Bug 1779299

Summary: CVO doesn't populate infrastructure/cluster field introduced with OCP 4.2.
Product: OpenShift Container Platform Reporter: Chet Hosey <ChetRHosey>
Component: Cluster Version OperatorAssignee: Abhinav Dahiya <adahiya>
Status: CLOSED DUPLICATE QA Contact: liujia <jiajliu>
Severity: unspecified Docs Contact:
Priority: low    
Version: 4.2.zCC: aos-bugs, bzhang, dhansen, jokerman
Target Milestone: ---Keywords: Reopened
Target Release: 4.4.0   
Hardware: Unspecified   
OS: Unspecified   
Whiteboard:
Fixed In Version: Doc Type: If docs needed, set a value
Doc Text:
Story Points: ---
Clone Of: Environment:
Last Closed: 2020-01-13 18:29:07 UTC Type: Bug
Regression: --- Mount Type: ---
Documentation: --- CRM:
Verified Versions: Category: ---
oVirt Team: --- RHEL 7.3 requirements from Atomic Host:
Cloudforms Team: --- Target Upstream Version:
Embargoed:

Description Chet Hosey 2019-12-03 17:20:27 UTC
Description of problem:

CVO doesn't populate infrastructure/cluster's status.platformStatus field.

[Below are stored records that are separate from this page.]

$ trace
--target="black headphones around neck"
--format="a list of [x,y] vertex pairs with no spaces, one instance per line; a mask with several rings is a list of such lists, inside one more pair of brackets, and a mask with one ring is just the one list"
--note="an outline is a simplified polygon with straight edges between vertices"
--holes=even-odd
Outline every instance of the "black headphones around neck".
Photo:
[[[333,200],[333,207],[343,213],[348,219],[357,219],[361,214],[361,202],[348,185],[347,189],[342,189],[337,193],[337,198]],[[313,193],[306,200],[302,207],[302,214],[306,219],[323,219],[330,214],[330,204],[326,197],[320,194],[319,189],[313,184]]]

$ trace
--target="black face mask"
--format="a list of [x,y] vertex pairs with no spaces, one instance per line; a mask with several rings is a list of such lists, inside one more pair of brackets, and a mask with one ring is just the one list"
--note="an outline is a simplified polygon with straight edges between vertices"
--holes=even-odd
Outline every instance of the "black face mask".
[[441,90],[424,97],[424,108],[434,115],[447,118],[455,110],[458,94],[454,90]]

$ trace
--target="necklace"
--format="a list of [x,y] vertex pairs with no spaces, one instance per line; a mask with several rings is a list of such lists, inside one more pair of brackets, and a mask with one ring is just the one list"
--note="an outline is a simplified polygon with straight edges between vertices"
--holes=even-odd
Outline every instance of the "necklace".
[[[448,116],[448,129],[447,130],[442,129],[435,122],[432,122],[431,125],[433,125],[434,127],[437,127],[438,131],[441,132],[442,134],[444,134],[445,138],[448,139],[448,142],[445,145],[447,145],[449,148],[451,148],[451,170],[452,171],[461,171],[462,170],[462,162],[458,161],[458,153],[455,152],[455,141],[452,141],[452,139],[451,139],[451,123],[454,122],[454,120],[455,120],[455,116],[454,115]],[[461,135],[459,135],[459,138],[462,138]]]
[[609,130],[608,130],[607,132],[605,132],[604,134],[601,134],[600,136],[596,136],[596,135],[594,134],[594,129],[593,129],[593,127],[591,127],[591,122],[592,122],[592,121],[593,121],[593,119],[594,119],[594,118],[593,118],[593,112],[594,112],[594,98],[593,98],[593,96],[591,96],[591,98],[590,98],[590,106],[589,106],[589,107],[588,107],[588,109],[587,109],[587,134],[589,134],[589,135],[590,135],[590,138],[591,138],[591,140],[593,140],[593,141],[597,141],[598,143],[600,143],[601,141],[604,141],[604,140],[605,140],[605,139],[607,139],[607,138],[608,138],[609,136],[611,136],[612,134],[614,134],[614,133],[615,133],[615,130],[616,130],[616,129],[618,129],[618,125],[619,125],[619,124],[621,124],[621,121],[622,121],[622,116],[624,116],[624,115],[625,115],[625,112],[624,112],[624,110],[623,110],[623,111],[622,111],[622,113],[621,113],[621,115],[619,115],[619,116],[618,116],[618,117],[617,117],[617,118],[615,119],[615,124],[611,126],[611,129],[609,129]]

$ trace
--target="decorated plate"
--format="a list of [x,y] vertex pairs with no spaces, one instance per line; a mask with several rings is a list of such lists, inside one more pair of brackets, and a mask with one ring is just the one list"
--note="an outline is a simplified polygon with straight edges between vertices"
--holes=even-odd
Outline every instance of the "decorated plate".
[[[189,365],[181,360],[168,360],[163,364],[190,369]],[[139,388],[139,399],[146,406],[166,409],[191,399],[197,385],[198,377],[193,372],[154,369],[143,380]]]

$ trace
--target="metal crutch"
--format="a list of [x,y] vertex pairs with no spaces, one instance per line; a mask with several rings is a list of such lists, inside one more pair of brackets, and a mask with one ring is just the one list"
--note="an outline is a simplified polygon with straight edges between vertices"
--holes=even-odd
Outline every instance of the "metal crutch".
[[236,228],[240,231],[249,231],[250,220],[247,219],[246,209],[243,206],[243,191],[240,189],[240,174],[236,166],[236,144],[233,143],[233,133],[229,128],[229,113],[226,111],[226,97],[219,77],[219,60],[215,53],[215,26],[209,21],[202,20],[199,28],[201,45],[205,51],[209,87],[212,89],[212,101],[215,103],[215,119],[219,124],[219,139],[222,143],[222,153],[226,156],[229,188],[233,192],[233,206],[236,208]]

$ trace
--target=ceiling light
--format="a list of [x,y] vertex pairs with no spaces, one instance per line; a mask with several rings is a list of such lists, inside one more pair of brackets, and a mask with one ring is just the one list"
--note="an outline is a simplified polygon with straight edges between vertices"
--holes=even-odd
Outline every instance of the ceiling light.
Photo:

This was introduced with OCP 4.2, and the original status.platform field is deprecated.

The missing field causes the network operator to crash when applying proxy settings on upgraded clusters (see https://bugzilla.redhat.com/show_bug.cgi?id=1773870). I'm guessing that Red Hat doesn't test configurations that omit status.platformStatus, or doesn't test them as extensively, so it seems safest to have the CVO populate the new field on upgrade. (Or, if there's an operator responsible for this specific CR, it should populate its status appropriately. I couldn't find evidence that this infrastructure/cluster's `status` component is written outside of installs.)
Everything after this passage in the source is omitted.